Pourquoi le choix s’est-il porté sur Aigre-Doux de Wilfried N’Sondé? «Ce texte est d’une grande actualité et touche énormément de personnes», répond Mia, une jeune germanophone qui a participé au choix du lauréat du «Prix des lycéens allemands». Plus de 4.000 élèves ont pris part à l’édition 2021-2022 du «PDLA» organisé tous les deux ans par l’Institut français d’Allemagne avec l’éditeur Klett et doté de 5 000 €. Après Une fille de… de Jo Witek (article à ce sujet ici), c’est à nouveau un texte publié par Actes Sud Junior dans la collection «D’une seule voix» qui a remporté les suffrages, devant Direct du cœur de Florence Medina (Magnard Jeunesse) et Même pas en rêve de Vivien Bessieres (Rouergue Jeunesse).

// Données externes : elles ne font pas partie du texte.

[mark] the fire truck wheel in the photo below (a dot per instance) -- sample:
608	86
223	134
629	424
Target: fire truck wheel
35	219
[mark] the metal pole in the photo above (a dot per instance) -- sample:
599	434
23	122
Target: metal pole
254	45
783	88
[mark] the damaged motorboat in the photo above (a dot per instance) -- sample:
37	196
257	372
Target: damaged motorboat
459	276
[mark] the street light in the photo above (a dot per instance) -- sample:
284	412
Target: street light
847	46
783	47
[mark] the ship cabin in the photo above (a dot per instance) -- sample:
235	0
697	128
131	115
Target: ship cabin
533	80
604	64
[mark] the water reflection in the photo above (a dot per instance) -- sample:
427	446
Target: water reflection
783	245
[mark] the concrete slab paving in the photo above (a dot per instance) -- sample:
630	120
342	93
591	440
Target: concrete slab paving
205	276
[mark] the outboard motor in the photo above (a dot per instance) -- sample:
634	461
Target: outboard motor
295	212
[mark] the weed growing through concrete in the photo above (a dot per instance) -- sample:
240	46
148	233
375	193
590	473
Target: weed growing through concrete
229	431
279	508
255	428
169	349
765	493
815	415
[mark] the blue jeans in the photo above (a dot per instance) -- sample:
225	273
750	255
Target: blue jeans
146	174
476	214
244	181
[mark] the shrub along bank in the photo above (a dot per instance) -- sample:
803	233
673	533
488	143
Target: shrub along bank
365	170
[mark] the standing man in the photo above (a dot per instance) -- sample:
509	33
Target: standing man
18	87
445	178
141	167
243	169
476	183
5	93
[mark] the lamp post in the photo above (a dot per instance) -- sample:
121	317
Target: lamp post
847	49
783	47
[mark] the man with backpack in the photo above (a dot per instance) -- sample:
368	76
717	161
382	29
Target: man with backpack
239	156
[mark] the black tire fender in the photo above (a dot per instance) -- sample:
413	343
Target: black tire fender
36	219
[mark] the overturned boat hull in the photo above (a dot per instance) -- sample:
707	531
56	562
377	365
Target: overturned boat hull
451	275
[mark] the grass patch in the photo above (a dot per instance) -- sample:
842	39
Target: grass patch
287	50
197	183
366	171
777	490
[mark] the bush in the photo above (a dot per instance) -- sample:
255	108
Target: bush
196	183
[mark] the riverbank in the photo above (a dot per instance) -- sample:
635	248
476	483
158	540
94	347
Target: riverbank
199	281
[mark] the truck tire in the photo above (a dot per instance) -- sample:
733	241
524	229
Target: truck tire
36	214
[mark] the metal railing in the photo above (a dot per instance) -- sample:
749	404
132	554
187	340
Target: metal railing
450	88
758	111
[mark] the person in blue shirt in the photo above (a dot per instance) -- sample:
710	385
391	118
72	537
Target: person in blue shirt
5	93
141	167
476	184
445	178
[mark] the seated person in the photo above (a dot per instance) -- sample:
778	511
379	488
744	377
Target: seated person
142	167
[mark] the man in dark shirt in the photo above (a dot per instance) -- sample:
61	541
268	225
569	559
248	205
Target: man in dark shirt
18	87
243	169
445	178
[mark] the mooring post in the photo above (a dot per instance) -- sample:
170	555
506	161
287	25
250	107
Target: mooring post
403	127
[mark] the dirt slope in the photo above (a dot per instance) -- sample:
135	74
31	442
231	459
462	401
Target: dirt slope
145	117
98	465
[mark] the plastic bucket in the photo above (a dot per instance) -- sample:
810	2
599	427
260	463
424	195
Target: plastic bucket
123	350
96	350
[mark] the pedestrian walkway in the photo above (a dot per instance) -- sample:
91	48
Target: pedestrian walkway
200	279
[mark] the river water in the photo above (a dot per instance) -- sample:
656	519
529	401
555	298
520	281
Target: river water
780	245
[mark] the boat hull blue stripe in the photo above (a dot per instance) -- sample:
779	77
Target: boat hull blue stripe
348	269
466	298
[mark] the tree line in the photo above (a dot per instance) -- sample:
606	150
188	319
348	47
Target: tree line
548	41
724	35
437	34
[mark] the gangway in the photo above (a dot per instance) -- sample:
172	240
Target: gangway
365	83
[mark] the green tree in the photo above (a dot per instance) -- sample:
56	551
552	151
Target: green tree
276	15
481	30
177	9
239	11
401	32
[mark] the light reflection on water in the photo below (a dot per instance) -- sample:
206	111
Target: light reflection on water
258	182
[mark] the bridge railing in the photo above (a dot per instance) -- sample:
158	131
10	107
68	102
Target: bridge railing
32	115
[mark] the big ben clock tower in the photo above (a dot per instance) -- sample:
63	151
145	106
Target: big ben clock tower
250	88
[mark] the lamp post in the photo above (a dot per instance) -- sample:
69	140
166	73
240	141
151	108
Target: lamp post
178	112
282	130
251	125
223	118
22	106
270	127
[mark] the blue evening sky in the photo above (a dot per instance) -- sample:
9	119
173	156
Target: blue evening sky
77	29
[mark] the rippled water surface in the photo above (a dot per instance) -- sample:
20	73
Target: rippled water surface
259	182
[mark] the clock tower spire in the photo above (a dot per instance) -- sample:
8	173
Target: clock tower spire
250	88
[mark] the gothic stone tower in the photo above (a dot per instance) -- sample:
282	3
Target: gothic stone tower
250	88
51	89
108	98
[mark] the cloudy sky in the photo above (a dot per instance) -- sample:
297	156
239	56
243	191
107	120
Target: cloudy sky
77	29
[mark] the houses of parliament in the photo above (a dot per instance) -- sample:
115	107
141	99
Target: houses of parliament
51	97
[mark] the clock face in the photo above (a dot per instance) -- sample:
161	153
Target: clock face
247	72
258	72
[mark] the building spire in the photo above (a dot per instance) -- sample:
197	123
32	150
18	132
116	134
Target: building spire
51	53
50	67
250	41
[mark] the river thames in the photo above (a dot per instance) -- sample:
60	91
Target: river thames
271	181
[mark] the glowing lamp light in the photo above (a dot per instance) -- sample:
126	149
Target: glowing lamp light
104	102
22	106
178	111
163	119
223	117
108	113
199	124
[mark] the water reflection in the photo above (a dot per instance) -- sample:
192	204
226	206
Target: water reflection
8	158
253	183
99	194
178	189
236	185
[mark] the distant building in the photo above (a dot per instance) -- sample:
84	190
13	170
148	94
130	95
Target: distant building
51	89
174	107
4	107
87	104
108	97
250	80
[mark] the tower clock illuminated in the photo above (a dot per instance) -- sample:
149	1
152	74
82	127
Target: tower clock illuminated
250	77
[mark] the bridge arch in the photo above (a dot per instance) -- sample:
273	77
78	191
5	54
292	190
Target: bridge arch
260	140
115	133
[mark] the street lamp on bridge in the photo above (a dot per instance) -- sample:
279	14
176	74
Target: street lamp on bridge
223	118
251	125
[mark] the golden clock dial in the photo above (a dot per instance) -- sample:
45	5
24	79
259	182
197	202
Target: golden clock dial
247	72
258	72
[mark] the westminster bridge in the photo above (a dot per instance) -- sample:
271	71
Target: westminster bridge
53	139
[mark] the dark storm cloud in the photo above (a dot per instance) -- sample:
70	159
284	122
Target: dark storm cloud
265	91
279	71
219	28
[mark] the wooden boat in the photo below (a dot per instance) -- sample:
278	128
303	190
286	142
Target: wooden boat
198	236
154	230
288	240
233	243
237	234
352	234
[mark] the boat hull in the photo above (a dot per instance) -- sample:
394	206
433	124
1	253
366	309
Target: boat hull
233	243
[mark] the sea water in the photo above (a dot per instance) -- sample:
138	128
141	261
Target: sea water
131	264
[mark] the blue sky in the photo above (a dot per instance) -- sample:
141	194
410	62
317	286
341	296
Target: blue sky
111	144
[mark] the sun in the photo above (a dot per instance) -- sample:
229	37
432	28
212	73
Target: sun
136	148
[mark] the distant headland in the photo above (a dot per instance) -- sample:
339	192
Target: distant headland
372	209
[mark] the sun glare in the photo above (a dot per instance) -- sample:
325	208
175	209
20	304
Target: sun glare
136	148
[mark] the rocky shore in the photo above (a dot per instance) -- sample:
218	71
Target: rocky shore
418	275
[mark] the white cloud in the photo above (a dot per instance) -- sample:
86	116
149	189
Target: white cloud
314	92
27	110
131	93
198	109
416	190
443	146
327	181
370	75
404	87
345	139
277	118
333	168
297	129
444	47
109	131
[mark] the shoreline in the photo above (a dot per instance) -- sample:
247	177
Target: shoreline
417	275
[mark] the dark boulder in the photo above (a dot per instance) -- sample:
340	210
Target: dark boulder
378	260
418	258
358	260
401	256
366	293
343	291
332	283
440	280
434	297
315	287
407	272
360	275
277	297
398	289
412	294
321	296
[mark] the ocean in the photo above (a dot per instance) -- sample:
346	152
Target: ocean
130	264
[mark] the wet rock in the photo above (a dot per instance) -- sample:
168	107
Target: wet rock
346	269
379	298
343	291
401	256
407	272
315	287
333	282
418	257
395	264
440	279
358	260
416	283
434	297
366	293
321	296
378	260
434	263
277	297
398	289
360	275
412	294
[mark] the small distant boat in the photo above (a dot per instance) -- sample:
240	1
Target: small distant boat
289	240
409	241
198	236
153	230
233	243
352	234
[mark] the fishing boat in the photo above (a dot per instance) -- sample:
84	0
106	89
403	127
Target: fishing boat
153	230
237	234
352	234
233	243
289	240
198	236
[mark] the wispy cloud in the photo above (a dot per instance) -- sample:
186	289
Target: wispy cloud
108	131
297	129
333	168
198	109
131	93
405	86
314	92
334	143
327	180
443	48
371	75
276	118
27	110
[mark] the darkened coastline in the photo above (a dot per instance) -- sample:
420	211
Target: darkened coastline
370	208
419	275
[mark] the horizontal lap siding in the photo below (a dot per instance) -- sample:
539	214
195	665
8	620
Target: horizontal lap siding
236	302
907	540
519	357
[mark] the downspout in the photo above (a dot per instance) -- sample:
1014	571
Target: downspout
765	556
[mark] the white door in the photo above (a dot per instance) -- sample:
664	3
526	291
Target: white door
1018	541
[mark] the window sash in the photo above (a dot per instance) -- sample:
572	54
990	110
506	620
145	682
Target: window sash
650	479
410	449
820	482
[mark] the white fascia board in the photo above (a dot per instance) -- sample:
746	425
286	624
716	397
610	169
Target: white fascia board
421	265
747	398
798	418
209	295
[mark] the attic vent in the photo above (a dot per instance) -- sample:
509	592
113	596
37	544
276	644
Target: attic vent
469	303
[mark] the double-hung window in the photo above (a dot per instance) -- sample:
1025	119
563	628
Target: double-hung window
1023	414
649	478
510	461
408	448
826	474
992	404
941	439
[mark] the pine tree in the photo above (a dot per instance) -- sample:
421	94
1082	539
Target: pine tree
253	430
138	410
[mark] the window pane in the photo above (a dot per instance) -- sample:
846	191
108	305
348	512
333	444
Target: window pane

Un lauréat au parcours atypique
Né à Brazzaville (Congo), Wilfried N’Sondé est arrivé à l’âge de cinq ans en Île-de-France où il a grandi et fait ses études (de sciences politiques). Il a ensuite déménagé à Berlin où il a longtemps travaillé comme assistant social. Il a également habité un temps en Suisse pour enseigner la littérature française à l’université de Berne et collaboré avec l’organisation Médecins Sans Frontières au Burundi. Aujourd’hui, l’auteur est installé à Lyon et vit de sa plume.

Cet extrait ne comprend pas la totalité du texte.